Our contextual system uses bots/spiders to leech data from our customer’s websites in order to parse them and use extracted text for further content analysis. This means we have setup few servers that run bots/spiders. Can you imagine if 20 bots started leeching websites hosted on same webhosting using only one ip? That could be considered as sort of a DOS attack. Hosting providers tend to block offending ip’s that connect too many times and we want to avoid that. Answer lays in ip rotation. We can use a set of ip addresses for these bots and our data leech from one ip would be reduced by a number of ip’s added to rotation pool.

The solution

Solution is hidden directly in Vyatta. Some people use advanced iptables rules to achieve such thing, while Vyatta handles it perfectly by default.

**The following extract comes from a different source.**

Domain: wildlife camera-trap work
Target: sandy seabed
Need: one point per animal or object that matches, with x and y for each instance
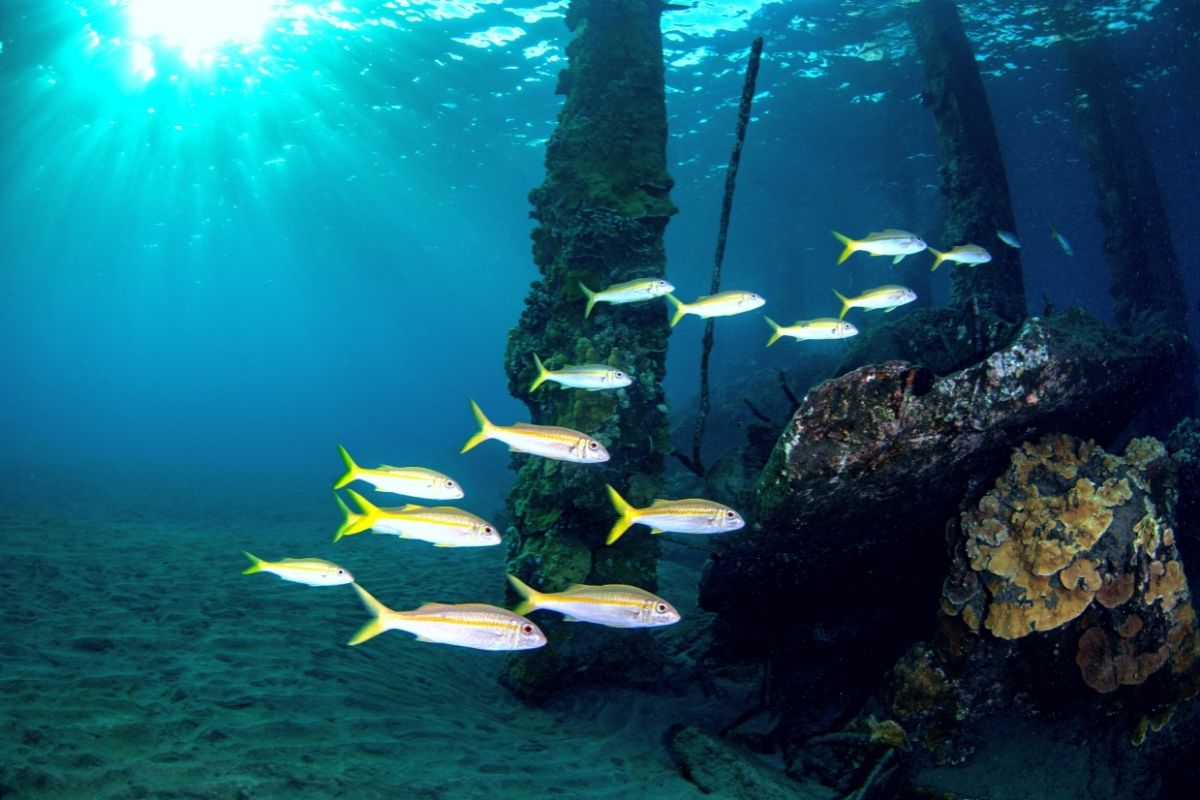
(136, 661)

In order to rotate our outside ip’s to a set of internal ip’s, we had to setup config on our Vyatta looking similar to this:

nat {
     source {
         rule 50 {
             description "Gateway for Bots"
             outbound-interface eth0
             protocol all
             source {
                 address 10.10.10.150-10.10.10.155
             }
             translation {
                 address 193.200.66.138-193.200.66.142
             }
         }
     }
}

Our bots as you can see are located on 10.10.10.150 to 10.10.10.155 local ip addresses and they have corresponding outside ip’s from 193.200.66.138 to 193.200.66.142. eth0 in this case is external interface with public ip’s.

Testing

As we have set this nat rule up, we can test it by simply wget-ing an url over and over again. A best way to achieve that is to leech url that returns us our ip address. To do that, we just have to execute this command:

wget -q -O - checkip.dyndns.org|sed -e 's/.*Current IP Address: //' -e 's/<.*$//'

This one-liner actually returns us ip address from which we are originating from. So, now we just have to make a simple script and launch the same command like 100 times, to see if our outside ip’s actually change:

bot002 ~ $ bash whatismyip_script.sh
193.200.66.142
193.200.66.141
193.200.66.139
193.200.66.138
193.200.66.142
193.200.66.141
193.200.66.141
‚Äč...

As you can see, our IP’s are rotated randomly. Some more, some less (this was tested on live system so leeching is going on in background and some ip’s are already being used) but in general % of each used ip should be even in the long run.

Plans for future

We are planning to use this very same ip rotation for our email notification system in future. Our admins sometimes want to notify all our clients about certain changes in the system or something similar, and we want to prevent our public ip from being published on spam blacklists, for sending larger amounts of emails from one ip.